To be able to adequately talk about preventing war, the group assessed conditions that lead to war. Very broadly speaking, the factors can be grouped into the military industrial complex, resources, psychological factors, social, cultural and religious values and historical precedents. After having identified conditions that lead to war, participants discussed conditions that prevent war, that have worked in the past or that might work in the future. The session was framed in the overall context of emphasizing ‘positive peace’. The identified factors fit into very broad categories of personal, societal, education, media, institutions, political and economic. The overall categories and factors are not mutually exclusive, as with in the conditions that create war, we are facing a complex system of interrelated dynamic factors. Interestingly both assessments – conditions that cause war and conditions that prevent war – were done in identical, equally long brain-storming sessions. Yet the assessment of “war conditions” provided only 83 factors compared to 160 identified “war prevention conditions”. Why? We know more about preventing war than waging war. As historian Kent Shifferd reminds us, war is a social phenomenon with understood causes and conditions that can be changed. There are institutions and techniques of dealing with conflict in a nonviolent, constructive manner. Most of what came up was not a re-invention of the wheel. It is clear that war is obsolete and that there are ways to end it – and today we can even talk about this without being ridiculed. It is quite simple: Peace makes more sense.
Birol Yesilada and Harry Anastasiou, experts on the European Union, provided a brief but insightful overview how the European Union came into existence. This discussion was particularly relevant, considering that the several European nations were fighting each other in two World Wars. The realization of the historical preconditions and the identification of the factors that lead to World War II helped create a common vision and system of governance and shared sovereignty of the nations. It is unthinkable in contemporary Europe that the nations would go to war against each other.
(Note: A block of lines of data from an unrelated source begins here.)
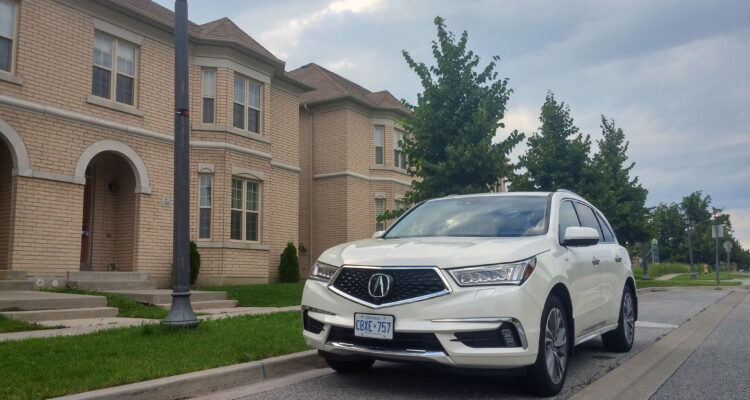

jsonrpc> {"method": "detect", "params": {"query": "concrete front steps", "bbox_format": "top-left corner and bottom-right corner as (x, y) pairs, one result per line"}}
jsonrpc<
(67, 271), (157, 290)
(105, 289), (238, 311)
(0, 270), (33, 291)
(0, 291), (118, 322)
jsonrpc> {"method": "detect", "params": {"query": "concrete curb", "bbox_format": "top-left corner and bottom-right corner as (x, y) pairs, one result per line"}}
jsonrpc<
(637, 285), (749, 294)
(50, 350), (327, 400)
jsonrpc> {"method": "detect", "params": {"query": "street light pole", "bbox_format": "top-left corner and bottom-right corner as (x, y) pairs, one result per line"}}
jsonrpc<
(685, 217), (695, 279)
(641, 241), (649, 280)
(165, 0), (198, 328)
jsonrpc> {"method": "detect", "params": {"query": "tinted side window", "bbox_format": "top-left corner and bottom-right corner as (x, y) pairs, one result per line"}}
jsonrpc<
(558, 201), (580, 241)
(595, 213), (615, 242)
(573, 202), (604, 242)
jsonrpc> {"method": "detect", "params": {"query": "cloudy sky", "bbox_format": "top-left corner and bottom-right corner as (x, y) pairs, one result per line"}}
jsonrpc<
(154, 0), (750, 247)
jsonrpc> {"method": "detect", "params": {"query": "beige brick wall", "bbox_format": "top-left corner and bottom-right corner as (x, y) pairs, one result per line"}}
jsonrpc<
(298, 110), (313, 274)
(9, 176), (82, 275)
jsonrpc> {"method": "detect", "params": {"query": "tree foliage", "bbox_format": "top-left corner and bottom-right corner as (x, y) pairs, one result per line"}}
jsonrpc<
(398, 16), (522, 206)
(649, 191), (750, 267)
(278, 242), (300, 283)
(510, 92), (591, 193)
(586, 117), (650, 244)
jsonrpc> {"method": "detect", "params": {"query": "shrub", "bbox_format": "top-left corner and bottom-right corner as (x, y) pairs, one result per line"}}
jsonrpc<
(278, 242), (300, 283)
(189, 241), (201, 285)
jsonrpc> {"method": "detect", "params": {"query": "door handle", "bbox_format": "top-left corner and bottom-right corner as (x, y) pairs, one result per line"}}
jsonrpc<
(592, 257), (600, 265)
(615, 255), (623, 263)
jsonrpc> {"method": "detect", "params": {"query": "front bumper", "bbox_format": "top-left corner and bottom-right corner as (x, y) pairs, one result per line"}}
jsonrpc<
(301, 278), (543, 369)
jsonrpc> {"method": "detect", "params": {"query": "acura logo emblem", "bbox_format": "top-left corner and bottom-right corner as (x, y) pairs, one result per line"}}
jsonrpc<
(368, 273), (393, 298)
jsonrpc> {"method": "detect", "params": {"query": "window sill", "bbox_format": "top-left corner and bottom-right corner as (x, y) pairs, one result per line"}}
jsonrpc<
(192, 124), (271, 144)
(0, 70), (23, 85)
(86, 95), (144, 117)
(196, 241), (270, 251)
(370, 165), (409, 175)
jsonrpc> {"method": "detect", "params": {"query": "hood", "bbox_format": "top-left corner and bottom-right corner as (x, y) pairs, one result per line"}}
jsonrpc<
(317, 236), (553, 269)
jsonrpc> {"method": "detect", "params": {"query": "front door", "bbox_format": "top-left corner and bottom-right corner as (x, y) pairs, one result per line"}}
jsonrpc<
(80, 167), (94, 270)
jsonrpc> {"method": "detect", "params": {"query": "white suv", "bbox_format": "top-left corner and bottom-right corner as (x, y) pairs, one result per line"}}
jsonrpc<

Multi-track-diplomacy was applied again to brainstorm ideas for preventing war. A total of 232 factors for war prevention were identified within the 9 tracks (and the new track “arts”). As a final step of the gathering, participants added their names to ideas where they committed to start an initial assessment. For several ideas, it was determined that the student population at PSU and UO can be directed by professors and other participants with expertise to get them engaged in different projects described here. The potential for funding was identified as well. Finally the group identified areas where the different present organizations (e.g. Beyond War, Jubitz Family Foundation, Rotary, Wholistic Peace Institute, PSU, UO, Fields of Peace) could collaborate. All participants expressed their desire to continue this process, aiming for a further gathering between 6 and 12 months.
The Parkdale Peace Gathering was a first step into semi-blurred territory of an important vision – ending war. It is exactly what peace scholar and practitioner John Paul Lederach suggests in his ‘moral imagination. There are four joint capacities that help to transcend violence: (1) the imagination of people in a web of relationships including their enemies; (2) maintaining paradoxical curiosity without dualistic polarity; (3) the belief in and the pursuit of creative actions; and (4) the risk of stepping into the unknown landscape beyond violence.